The court cannot find that this verdict "does manifest injustice, and is palpable against the evidence." Barbieri, p. 3. There is no evidence or inference that the jury were influenced by partiality, prejudice, mistake or corruption.

Plaintiff presents his theory that because the jury requested a rereading of the charge on "notice" and then returned their answer to the interrogatory that the stairs "were not defective", was fundamentally inconsistent and clearly suggests confusion. This is a theory based on self-serving speculation.

Plaintiff presents his second theory that because the defendant installed rubber mats on the stairs some two months after the fall, he was denied the opportunity by way of his inspection on May 16, 1994 (five years plus after November 5, CT Page 4135 1988) "to fully prove up his case through the presentation of probative photographs." This theory presents no "evidential underpinnings" to support such a conclusion.

Plaintiff and one named defendant were present and provided "evidential underpinnings" as to what they saw. Plaintiff's expert gave his opinion as to what he saw some five years plus later.

"The case at bar presents another of countless instances where an unsuccessful litigant, still unconvinced, renews in this court his previous, fruitless effort to discredit the evidence submitted by his opponent.
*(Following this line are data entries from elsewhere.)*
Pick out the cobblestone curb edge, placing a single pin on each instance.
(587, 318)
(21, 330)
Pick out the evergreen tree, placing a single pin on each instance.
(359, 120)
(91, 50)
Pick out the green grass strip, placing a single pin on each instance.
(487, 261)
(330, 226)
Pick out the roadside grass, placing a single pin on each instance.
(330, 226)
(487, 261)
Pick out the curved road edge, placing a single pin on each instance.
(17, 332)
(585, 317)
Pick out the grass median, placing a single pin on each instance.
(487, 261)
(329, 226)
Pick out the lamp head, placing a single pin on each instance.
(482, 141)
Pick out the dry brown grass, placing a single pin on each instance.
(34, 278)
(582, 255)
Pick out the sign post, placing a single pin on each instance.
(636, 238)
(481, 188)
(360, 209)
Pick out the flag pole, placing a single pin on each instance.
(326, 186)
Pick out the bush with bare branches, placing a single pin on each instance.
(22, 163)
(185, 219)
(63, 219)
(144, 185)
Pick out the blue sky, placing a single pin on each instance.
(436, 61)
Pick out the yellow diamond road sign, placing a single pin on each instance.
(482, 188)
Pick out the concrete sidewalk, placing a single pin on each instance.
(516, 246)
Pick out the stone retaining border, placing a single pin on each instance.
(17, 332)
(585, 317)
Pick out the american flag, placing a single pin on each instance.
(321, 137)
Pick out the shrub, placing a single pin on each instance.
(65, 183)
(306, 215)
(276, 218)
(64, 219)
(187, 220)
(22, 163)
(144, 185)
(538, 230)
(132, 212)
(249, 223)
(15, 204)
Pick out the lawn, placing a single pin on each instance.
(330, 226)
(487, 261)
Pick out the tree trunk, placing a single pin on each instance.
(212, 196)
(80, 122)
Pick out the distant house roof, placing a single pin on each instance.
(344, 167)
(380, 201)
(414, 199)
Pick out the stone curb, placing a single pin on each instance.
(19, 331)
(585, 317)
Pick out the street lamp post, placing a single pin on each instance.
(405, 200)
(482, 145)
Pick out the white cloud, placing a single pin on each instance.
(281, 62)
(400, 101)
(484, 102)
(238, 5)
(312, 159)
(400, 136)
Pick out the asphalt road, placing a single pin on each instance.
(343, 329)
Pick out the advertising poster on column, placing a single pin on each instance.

Nothing in our law is more elementary than that the trier is the final judge of the credibility of witnesses and of the weight to be accorded their testimony." Morgan v. Hill, 139 Conn. 159, 161 (1952).

It was the prerogative of the jury to accept the testimony of the defendant, who was present at the fall, testified under direct and cross examination, and was present during the trial, rather than that offered by the plaintiff and his hired investigator who offered his observations and conclusions after a visit to the scene more than five years after the fall.

The motion to set aside is denied.

Defendants' objection to motion to set aside verdict is sustained.